During the budget-making process, the Kenya Revenue Authority (KRA) made a plea for more funding to enable it effectively mobilise revenue.
The taxman has over the years requested the Treasury to set its allocation as a percentage of revenue collected, a move which would unlock billions more to fund its operations and improve its ability to nab tax cheats.
It is therefore a good thing that MPs want the KRA handed more funds to hire tax assistants whose main role will be to rope in more taxpayers.
There are millions of eligible taxpayers who have not been contributing to the Exchequer, burdening the few who do and forcing the government to rely on expensive loans to fund its programmes.
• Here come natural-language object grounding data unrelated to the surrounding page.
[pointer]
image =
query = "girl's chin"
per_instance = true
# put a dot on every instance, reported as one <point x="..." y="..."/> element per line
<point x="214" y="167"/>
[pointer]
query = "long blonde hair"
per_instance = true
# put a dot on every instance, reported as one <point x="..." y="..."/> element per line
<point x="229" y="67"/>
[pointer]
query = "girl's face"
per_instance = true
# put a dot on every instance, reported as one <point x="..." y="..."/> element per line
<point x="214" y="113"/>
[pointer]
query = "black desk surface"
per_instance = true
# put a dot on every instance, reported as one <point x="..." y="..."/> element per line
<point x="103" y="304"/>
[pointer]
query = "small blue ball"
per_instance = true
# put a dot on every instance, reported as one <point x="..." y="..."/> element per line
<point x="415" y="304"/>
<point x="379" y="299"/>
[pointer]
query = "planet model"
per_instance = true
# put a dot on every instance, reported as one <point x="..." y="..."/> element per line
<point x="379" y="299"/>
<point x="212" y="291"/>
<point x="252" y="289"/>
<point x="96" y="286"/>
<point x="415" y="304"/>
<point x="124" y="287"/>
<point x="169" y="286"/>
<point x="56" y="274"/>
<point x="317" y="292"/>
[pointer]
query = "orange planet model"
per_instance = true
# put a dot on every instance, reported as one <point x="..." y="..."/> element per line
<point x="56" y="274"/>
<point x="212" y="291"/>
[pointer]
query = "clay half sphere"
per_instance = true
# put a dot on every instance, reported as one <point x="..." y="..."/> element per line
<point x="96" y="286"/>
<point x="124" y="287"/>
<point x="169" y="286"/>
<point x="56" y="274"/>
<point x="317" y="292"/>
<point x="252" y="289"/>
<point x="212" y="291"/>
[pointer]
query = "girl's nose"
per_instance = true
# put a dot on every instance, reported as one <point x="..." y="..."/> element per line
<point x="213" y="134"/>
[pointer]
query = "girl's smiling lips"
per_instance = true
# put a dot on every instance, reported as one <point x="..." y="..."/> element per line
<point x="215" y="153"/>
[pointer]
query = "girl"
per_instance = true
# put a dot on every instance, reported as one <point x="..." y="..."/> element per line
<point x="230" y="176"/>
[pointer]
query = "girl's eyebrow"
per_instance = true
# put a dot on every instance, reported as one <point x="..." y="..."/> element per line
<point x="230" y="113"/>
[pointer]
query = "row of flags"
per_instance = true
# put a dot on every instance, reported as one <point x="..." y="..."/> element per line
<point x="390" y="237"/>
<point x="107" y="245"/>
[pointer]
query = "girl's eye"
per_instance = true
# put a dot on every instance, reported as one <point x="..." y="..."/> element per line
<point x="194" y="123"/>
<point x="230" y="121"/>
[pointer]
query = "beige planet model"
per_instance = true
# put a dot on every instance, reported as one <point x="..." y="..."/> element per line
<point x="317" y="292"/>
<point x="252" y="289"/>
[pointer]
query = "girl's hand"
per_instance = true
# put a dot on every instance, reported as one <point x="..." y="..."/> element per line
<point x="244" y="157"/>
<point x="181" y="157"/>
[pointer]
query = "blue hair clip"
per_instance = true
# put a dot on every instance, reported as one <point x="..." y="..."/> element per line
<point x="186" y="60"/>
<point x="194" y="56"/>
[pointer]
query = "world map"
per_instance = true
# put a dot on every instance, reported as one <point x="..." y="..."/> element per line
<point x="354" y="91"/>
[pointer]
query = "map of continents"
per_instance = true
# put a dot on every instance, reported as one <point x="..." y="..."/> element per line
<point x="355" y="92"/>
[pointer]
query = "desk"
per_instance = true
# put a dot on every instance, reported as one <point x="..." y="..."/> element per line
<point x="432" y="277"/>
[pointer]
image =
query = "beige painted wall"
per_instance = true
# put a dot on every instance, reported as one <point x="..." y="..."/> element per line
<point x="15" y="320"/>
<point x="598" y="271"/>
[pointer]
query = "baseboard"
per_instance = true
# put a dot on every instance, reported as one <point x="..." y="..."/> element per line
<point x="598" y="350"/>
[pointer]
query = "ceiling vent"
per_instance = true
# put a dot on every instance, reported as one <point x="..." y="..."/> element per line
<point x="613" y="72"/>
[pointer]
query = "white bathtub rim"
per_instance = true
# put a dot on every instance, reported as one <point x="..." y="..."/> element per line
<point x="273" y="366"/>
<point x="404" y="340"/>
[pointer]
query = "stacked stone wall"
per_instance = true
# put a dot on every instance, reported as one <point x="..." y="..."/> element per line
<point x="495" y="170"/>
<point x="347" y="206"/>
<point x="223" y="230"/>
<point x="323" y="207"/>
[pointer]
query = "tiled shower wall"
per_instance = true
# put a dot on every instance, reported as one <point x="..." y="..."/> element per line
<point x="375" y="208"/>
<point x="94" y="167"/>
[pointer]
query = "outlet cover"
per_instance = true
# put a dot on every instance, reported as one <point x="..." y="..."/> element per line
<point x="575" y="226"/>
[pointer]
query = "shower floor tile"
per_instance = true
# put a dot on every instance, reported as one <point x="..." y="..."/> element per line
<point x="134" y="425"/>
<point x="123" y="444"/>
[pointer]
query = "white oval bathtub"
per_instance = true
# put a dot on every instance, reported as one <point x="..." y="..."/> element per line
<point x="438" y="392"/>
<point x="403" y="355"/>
Ideally, the solution would be to cut expenditure and reduce wastage. But given the difficulty of achieving this, the government is planning to raise a number of taxes in the upcoming budget to close the wider funding deficit.
As such, the Treasury has set the KRA a target of collecting Sh2.57 trillion in the upcoming fiscal year, which represents a fairly optimistic increase of 17 percent compared to the current year.
The KRA can only achieve such tax growth figures by widening the tax base. Casting the net wider will also allow the Treasury to offer more competitive tax rates that can in turn help Kenya attract foreign investment.
Such an outcome can be best achieved through an optimally funded taxman.
The additional allocation that MPs are proposing should therefore be seen as an investment towards this fairer and more equitable tax regime.